Mean scores ranged from 52% to 68%, and there is room for improvement in every category. One goal of the people of the New England states could be for 4-H participants to achieve higher scores in every category. It should be determined if current expectations exceed the ability of 4-H youth.
Some states had higher mean scores than others and may be targeting certain categories of knowledge more effectively than others. The idea behind the study was that states could work together to improve weak areas through program planning. A state that scored high could work with a state that scored lower, or two states that scored lower could work together on their areas of weakness.

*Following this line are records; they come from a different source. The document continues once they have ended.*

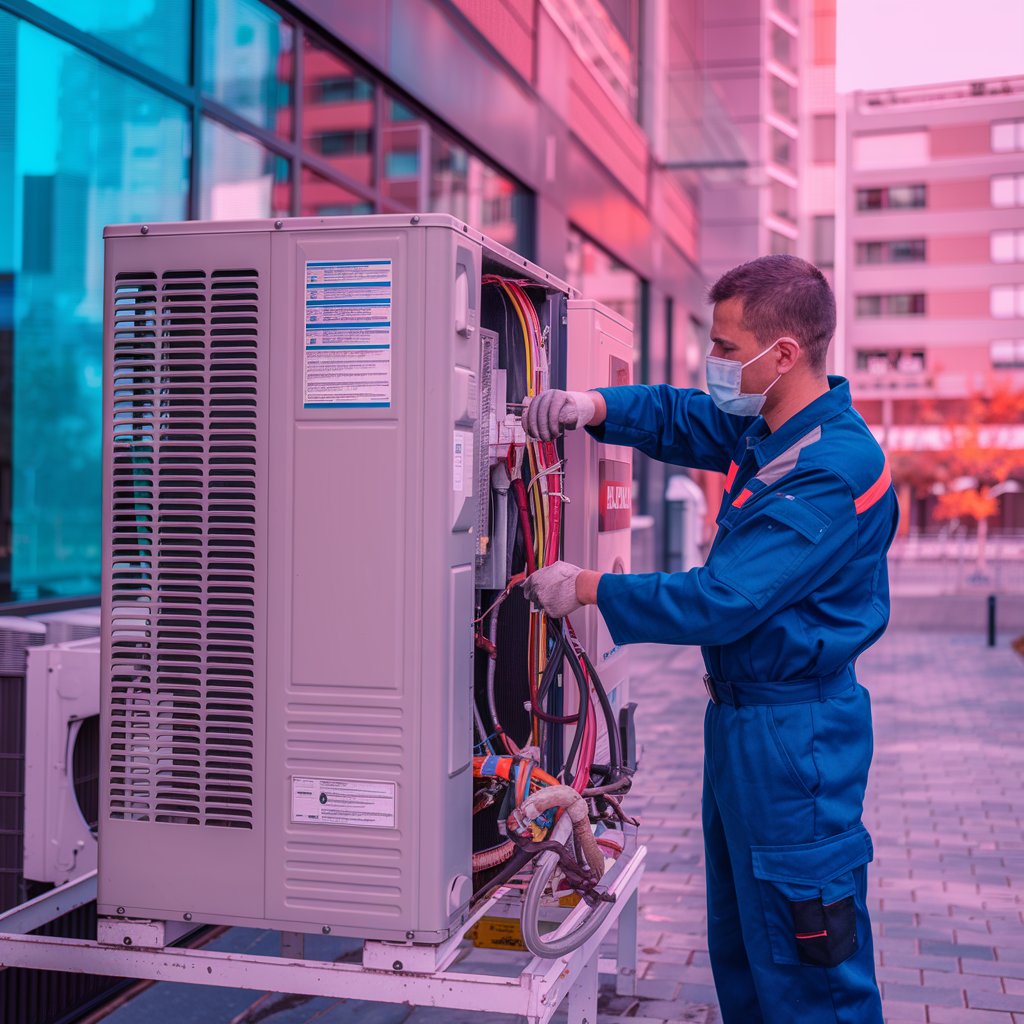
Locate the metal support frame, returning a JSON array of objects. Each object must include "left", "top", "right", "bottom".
[{"left": 0, "top": 846, "right": 647, "bottom": 1024}]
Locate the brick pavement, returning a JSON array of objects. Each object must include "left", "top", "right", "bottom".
[{"left": 90, "top": 614, "right": 1024, "bottom": 1024}]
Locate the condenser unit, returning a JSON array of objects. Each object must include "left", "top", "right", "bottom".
[
  {"left": 25, "top": 638, "right": 99, "bottom": 885},
  {"left": 33, "top": 608, "right": 100, "bottom": 644},
  {"left": 98, "top": 215, "right": 632, "bottom": 943}
]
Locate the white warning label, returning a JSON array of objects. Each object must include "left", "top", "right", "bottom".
[
  {"left": 292, "top": 776, "right": 398, "bottom": 828},
  {"left": 302, "top": 259, "right": 392, "bottom": 409}
]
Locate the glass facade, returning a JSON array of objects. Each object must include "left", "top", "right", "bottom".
[{"left": 0, "top": 0, "right": 532, "bottom": 603}]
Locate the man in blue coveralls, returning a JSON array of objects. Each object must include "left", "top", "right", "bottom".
[{"left": 523, "top": 255, "right": 898, "bottom": 1024}]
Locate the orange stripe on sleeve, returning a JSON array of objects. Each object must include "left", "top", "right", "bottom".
[{"left": 853, "top": 459, "right": 893, "bottom": 515}]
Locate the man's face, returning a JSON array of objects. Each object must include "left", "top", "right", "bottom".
[{"left": 709, "top": 298, "right": 778, "bottom": 394}]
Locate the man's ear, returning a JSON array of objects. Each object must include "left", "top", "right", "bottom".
[{"left": 775, "top": 336, "right": 800, "bottom": 374}]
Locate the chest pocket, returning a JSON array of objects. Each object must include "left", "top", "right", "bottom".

Participants had similar strengths and weaknesses in all categories. As mentioned previously, the highest mean scores were in the categories of health and disease, breeds, colors and markings, and anatomy and physiology. The next highest mean scores were found in tack and equipment, and training. Nutrition was the category with the next highest mean scores. The lowest mean scores were in reproduction, conformation, and history and evolution. This indicates that reproduction, conformation, and history and evolution are areas that require improvement in these participants. States could target these areas for program planning.
Each individual state leader was given results specific to his or her state for aid in program planning. It is hoped that these results will be shared with the 4-H leaders of the participants in the state to help these 4-H youth improve knowledge in weak areas and continue to do well in areas of strength.
More data needs to be gathered in the future. The method detailed in this study may be one means of tracking growth of an individual 4-H member. In the future, the organizers of this study hope to expand the study to include more categories of knowledge and learning styles on the exam. They also hope to develop educational packets targeted to each category to help states add to the knowledge base of 4-H youth. This system might also have potential for inclusion in hippology contests due to its simplicity and potential benefit to coaches, Extension educators, Extension specialists, and 4-H youth.
References
SAS Institute Inc. (1999-2001). The SAS system. Version 8. Cary, NC.